AWS SDK for pandas

42 - Amazon S3 Tables

Amazon S3 Tables provide analytics-optimized tabular storage using Apache Iceberg format. S3 Tables introduce table buckets, namespaces, and tables.

AWS SDK for pandas supports S3 Tables through the wr.s3 module. Read and write operations require the pyiceberg optional dependency:

pip install awswrangler[pyiceberg]
[ ]:
! pip install awswrangler[pyiceberg]
[18]:
import getpass

import pandas as pd

import awswrangler as wr
[19]:
bucket_name = getpass.getpass("Enter a table bucket name:")

Creating resources

Create a Table Bucket

[ ]:
bucket_arn = wr.s3.create_table_bucket(name=bucket_name)
print(f"Table bucket ARN: {bucket_arn}")

Create a Namespace

[ ]:
namespace = "tutorial"

wr.s3.create_namespace(
    table_bucket_arn=bucket_arn,
    namespace=namespace,
)

Write

Writing a DataFrame

to_iceberg automatically creates the table if it does not exist.

[ ]:
df = pd.DataFrame(
    {
        "order_id": [1, 2, 3],
        "amount": [10.50, 20.00, 15.75],
        "region": ["us", "eu", "us"],
    }
)

wr.s3.to_iceberg(
    df=df,
    table_bucket_arn=bucket_arn,
    namespace=namespace,
    table_name="orders",
)

Appending data

[ ]:
df_new = pd.DataFrame(
    {
        "order_id": [4, 5],
        "amount": [30.00, 12.25],
        "region": ["eu", "us"],
    }
)

wr.s3.to_iceberg(
    df=df_new,
    table_bucket_arn=bucket_arn,
    namespace=namespace,
    table_name="orders",
    mode="append",
)

Overwriting data

[ ]:
df_replace = pd.DataFrame(
    {
        "order_id": [100, 200],
        "amount": [99.99, 49.99],
        "region": ["ap", "ap"],
    }
)

wr.s3.to_iceberg(
    df=df_replace,
    table_bucket_arn=bucket_arn,
    namespace=namespace,
    table_name="orders",
    mode="overwrite",
)

Read

Read entire table

[ ]:
df = wr.s3.from_iceberg(
    table_bucket_arn=bucket_arn,
    namespace=namespace,
    table_name="orders",
)
df

Column selection and row filtering

[ ]:
df = wr.s3.from_iceberg(
    table_bucket_arn=bucket_arn,
    namespace=namespace,
    table_name="orders",
    columns=["order_id", "amount"],
    row_filter="amount > 50.0",
)
df

Limiting rows

[ ]:
df = wr.s3.from_iceberg(
    table_bucket_arn=bucket_arn,
    namespace=namespace,
    table_name="orders",
    limit=1,
)
df

Using the AWS Glue Iceberg REST endpoint

By default, read and write operations use the S3 Tables REST endpoint.
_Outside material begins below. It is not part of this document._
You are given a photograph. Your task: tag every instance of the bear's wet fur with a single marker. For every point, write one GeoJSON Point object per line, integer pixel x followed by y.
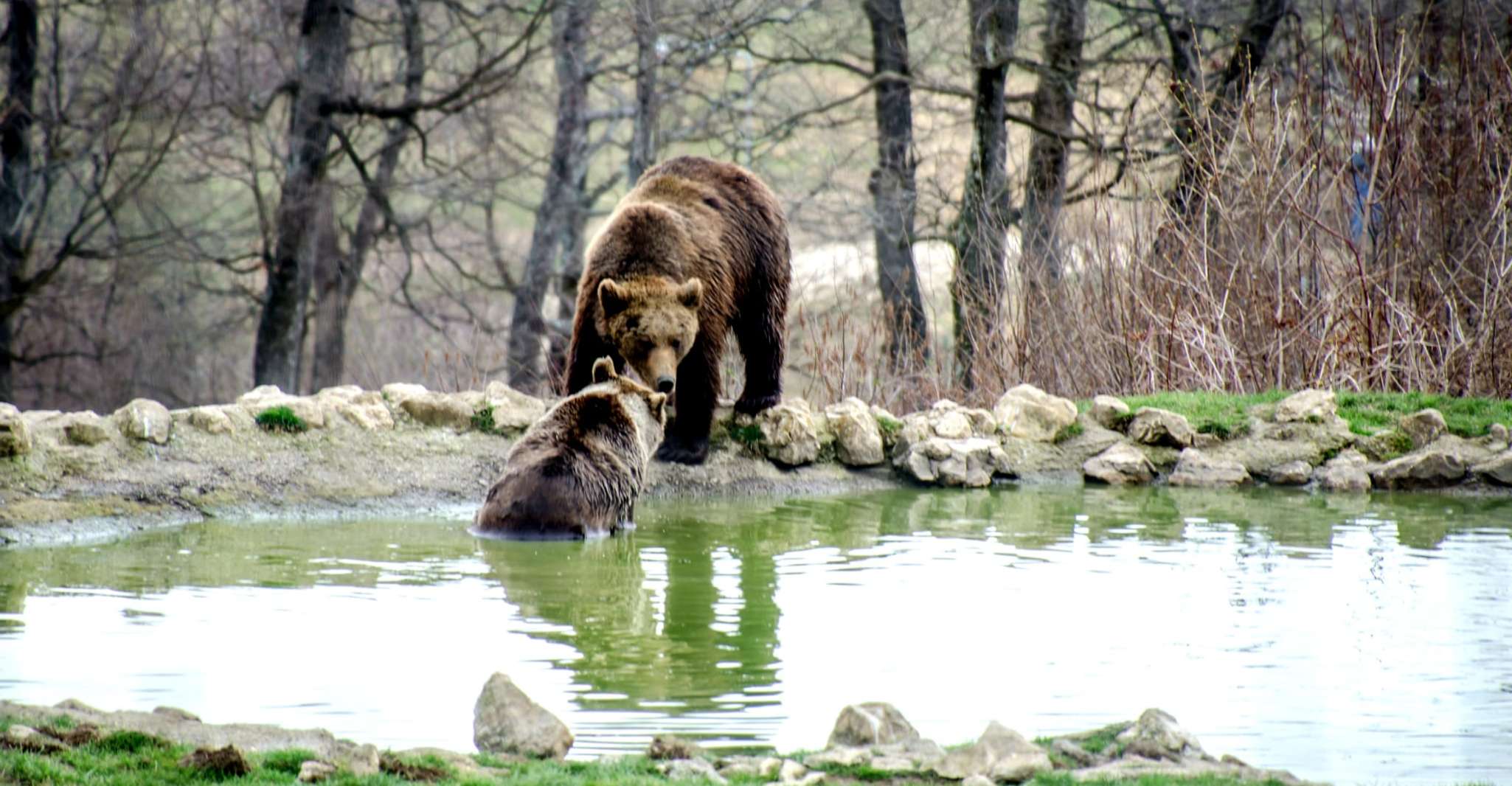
{"type": "Point", "coordinates": [698, 250]}
{"type": "Point", "coordinates": [578, 470]}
To use the AWS Glue Iceberg REST endpoint instead, set wr.config.s3tables_catalog_endpoint_url. This enables integration with services that work through the Glue Data Catalog (e.g. Amazon Athena, Amazon Redshift).

Prerequisites

Before using the Glue endpoint, your table bucket must be integrated with the AWS Glue Data Catalog. This requires:

  1. An IAM role for Lake Formation with s3tables:* permissions and a trust policy allowing lakeformation.amazonaws.com to assume it.

  2. A Lake Formation resource registration for arn:aws:s3tables:<region>:<account>:bucket/* with WithFederation=True and HybridAccessEnabled=True.
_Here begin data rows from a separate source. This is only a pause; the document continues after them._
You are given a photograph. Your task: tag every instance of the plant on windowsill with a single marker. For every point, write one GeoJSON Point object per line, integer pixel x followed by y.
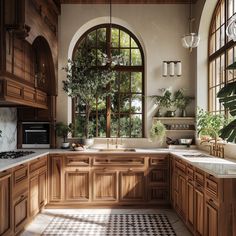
{"type": "Point", "coordinates": [181, 101]}
{"type": "Point", "coordinates": [87, 83]}
{"type": "Point", "coordinates": [164, 101]}
{"type": "Point", "coordinates": [158, 131]}
{"type": "Point", "coordinates": [62, 131]}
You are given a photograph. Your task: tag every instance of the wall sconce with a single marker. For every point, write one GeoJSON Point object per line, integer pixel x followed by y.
{"type": "Point", "coordinates": [174, 68]}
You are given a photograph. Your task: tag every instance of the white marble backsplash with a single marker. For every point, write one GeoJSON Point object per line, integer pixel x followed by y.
{"type": "Point", "coordinates": [8, 126]}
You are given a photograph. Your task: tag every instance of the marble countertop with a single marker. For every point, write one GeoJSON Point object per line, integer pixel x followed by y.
{"type": "Point", "coordinates": [220, 168]}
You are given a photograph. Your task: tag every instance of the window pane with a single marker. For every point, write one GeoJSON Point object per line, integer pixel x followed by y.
{"type": "Point", "coordinates": [125, 126]}
{"type": "Point", "coordinates": [101, 38]}
{"type": "Point", "coordinates": [124, 82]}
{"type": "Point", "coordinates": [115, 37]}
{"type": "Point", "coordinates": [133, 44]}
{"type": "Point", "coordinates": [125, 103]}
{"type": "Point", "coordinates": [136, 126]}
{"type": "Point", "coordinates": [124, 39]}
{"type": "Point", "coordinates": [125, 53]}
{"type": "Point", "coordinates": [136, 57]}
{"type": "Point", "coordinates": [92, 38]}
{"type": "Point", "coordinates": [136, 103]}
{"type": "Point", "coordinates": [136, 82]}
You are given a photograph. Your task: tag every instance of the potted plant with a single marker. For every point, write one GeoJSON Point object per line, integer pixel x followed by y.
{"type": "Point", "coordinates": [88, 83]}
{"type": "Point", "coordinates": [164, 101]}
{"type": "Point", "coordinates": [62, 131]}
{"type": "Point", "coordinates": [158, 131]}
{"type": "Point", "coordinates": [181, 101]}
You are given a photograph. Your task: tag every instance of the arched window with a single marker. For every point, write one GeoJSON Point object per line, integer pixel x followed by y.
{"type": "Point", "coordinates": [120, 115]}
{"type": "Point", "coordinates": [222, 53]}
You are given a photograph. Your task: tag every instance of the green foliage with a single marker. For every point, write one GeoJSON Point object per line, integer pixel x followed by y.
{"type": "Point", "coordinates": [87, 82]}
{"type": "Point", "coordinates": [158, 131]}
{"type": "Point", "coordinates": [227, 97]}
{"type": "Point", "coordinates": [208, 123]}
{"type": "Point", "coordinates": [62, 130]}
{"type": "Point", "coordinates": [180, 100]}
{"type": "Point", "coordinates": [165, 100]}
  3. A Glue federated catalog named s3tablescatalog linked to S3 Tables via the aws:s3tables connection.

  4. Lake Formation permissions granting the caller access to the catalog, databases, and tables.
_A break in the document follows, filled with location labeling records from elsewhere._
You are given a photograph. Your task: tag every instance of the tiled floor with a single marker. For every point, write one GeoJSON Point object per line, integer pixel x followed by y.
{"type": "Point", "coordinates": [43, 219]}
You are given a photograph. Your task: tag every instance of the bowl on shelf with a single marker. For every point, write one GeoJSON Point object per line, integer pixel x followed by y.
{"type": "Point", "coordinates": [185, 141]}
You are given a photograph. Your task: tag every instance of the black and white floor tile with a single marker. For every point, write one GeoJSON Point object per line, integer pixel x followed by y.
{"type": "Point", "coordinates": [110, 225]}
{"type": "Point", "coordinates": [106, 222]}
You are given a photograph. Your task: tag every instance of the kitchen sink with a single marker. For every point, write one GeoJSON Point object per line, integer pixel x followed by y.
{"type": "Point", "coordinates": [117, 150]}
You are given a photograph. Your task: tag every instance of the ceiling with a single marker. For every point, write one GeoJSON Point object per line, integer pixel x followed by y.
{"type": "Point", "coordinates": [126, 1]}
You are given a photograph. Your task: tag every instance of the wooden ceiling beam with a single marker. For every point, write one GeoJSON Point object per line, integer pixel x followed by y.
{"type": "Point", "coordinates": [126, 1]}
For step-by-step instructions, see Integrating S3 Tables with AWS analytics services.

[ ]:
# Point read/write at the Glue Iceberg REST endpoint
wr.config.s3tables_catalog_endpoint_url = "https://glue.<region>.amazonaws.com/iceberg"

df = wr.s3.from_iceberg(
    table_bucket_arn=bucket_arn,
    namespace=namespace,
    table_name="orders",
)

# Reset to default (S3 Tables endpoint)
wr.config.s3tables_catalog_endpoint_url = None

Deleting resources

[ ]:
wr.s3.delete_table(
    table_bucket_arn=bucket_arn,
    namespace=namespace,
    table_name="orders",
)
wr.s3.delete_namespace(
    table_bucket_arn=bucket_arn,
    namespace=namespace,
)
wr.s3.delete_table_bucket(
    table_bucket_arn=bucket_arn,
)